Elevato contenuto di mercurio nei cibi dei bambini


Il mercurio è un metallo pesante i cui composti sono dotati di elevata tossicità che, per cause antropiche, sono presenti nell’ambiente e inevitabilmente entra nella catena alimentare.

Molti degli usi comuni del mercurio sono stati abbandonati per limitarne la diffusione ma viene largamente utilizzato nella preparazione di prodotti chimici industriali e in campo elettrico ed elettronico.

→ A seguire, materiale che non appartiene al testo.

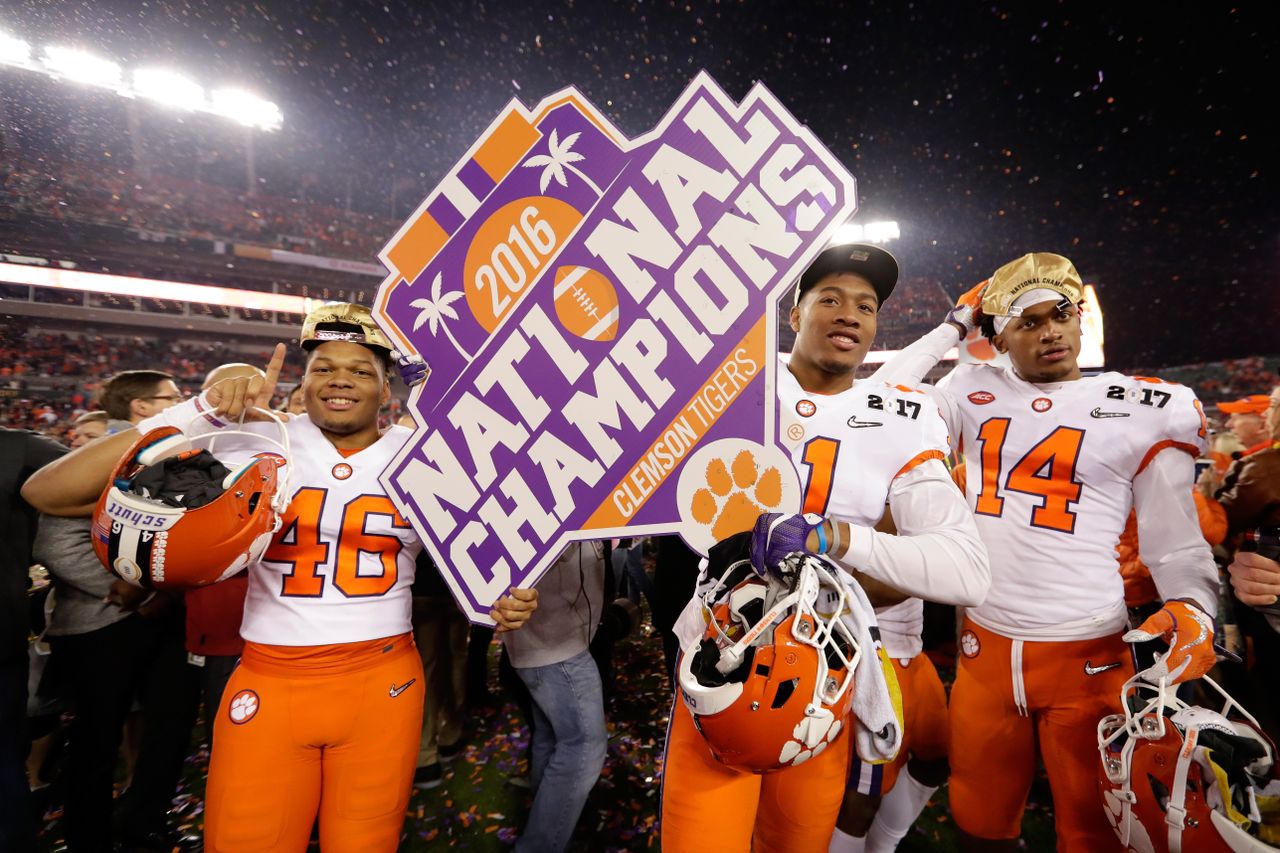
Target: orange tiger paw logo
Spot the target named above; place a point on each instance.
(736, 495)
(726, 484)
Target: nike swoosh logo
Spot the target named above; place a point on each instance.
(397, 690)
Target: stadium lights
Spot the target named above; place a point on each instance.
(873, 232)
(247, 109)
(168, 87)
(74, 279)
(82, 67)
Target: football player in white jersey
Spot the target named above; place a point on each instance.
(1055, 461)
(324, 712)
(856, 447)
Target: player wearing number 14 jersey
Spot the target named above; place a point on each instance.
(1055, 461)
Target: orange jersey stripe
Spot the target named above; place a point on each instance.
(336, 658)
(919, 460)
(1160, 446)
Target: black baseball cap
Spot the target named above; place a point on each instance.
(872, 263)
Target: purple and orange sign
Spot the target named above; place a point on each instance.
(599, 318)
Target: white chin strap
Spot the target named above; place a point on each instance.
(1031, 299)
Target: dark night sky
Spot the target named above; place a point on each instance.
(1133, 140)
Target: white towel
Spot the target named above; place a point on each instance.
(877, 697)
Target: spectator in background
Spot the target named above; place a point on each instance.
(440, 632)
(21, 454)
(87, 427)
(135, 395)
(1247, 420)
(1251, 497)
(117, 642)
(552, 657)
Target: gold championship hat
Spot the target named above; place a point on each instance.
(1033, 272)
(342, 322)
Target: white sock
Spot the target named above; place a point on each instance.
(842, 842)
(897, 812)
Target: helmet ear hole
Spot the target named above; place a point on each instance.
(785, 690)
(1160, 792)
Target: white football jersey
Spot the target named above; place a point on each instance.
(848, 448)
(341, 566)
(1048, 477)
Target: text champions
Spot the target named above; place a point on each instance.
(549, 433)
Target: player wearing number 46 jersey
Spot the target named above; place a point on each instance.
(324, 712)
(1055, 461)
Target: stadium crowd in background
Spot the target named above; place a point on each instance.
(86, 364)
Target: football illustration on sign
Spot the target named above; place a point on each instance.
(586, 304)
(597, 311)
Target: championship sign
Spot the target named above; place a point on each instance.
(599, 318)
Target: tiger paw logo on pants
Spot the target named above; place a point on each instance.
(242, 707)
(727, 484)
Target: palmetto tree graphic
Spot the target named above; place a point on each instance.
(560, 158)
(435, 313)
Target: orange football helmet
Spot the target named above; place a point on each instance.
(174, 516)
(1183, 778)
(772, 680)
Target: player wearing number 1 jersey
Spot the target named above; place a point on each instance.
(1055, 461)
(324, 711)
(856, 447)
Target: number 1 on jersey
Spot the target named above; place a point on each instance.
(1046, 471)
(819, 455)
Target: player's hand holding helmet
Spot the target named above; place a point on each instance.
(412, 369)
(967, 313)
(771, 683)
(1189, 633)
(174, 516)
(1183, 778)
(777, 536)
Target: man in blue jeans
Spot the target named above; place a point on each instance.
(551, 656)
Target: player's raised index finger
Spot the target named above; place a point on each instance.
(273, 370)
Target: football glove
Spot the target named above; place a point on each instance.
(412, 368)
(777, 536)
(967, 313)
(1189, 633)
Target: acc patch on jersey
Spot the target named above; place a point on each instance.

I composti del mercurio, principalmente sotto forma di metilmercurio CH3Hg+X, vengono rinvenuti principalmente nel latte e nei suoi derivati, nei vegetali e nei prodotti ittici ed in particolare nei pesci predatori come pesce spada e tonno, nei pesci piatti come sogliola e rombo e nei piccoli crostacei.

Tuttavia secondo recenti studi fatti negli USA i ricercatori dell’Università della Florida sono state trovate tracce di mercurio nei cereali a base di riso.

Su 119 campioni di varie marche commercializzate negli USA sono state infatti rilevate concentrazioni di mercurio totale in un range da 0.35 a 15.9 μg/kg e di metilmercurio in un range da 0.07 a 13.9 μg/kg.

Si è trovato inoltre che i cereali a base di riso contengono livelli di mercurio significativamente più elevati rispetto ai cereali non contenenti riso e ciò implica che la maggiore fonte di mercurio e nello specifico di metilmercurio sia contenuto sia imputabile al riso.

Altre ricerche inoltre hanno mostrato che il riso è in grado di assumere una maggiore quantità di metilmercurio dall’ambiente rispetto agli altri cereali.

La cosa più preoccupante è che le analoghe ricerche sono state effettuate in Cina hanno mostrato che i livelli di mercurio sono pressoché identici lasciando il dubbio che anche in altri paesi del mondo possa verificarsi lo stesso fenomeno.

Il mercurio è una sostanza in grado di causare danni al sistema nervoso centrale ed è particolarmente rischioso per le donne incinte in quanto esso riesce a superare la barriera placentare arrecando danno al feto.

Un’esposizione prolungata può provocare alterazioni della funzionalità renale, della memoria, debolezza muscolare e problemi motori.

 I soggetti più a rischio oltre agli anziani, ai cardiopatici, alle persone con patologie epatiche sono le donne incinte e i bambini.

Se le risultanze analitiche ottenute dovessero essere confermate in campioni venduti anche in altri paesi occorrerebbe fare le dovute valutazioni per evitare che i neonati che sono tra i soggetti più a rischio siano esposti all’ingestione di mercurio.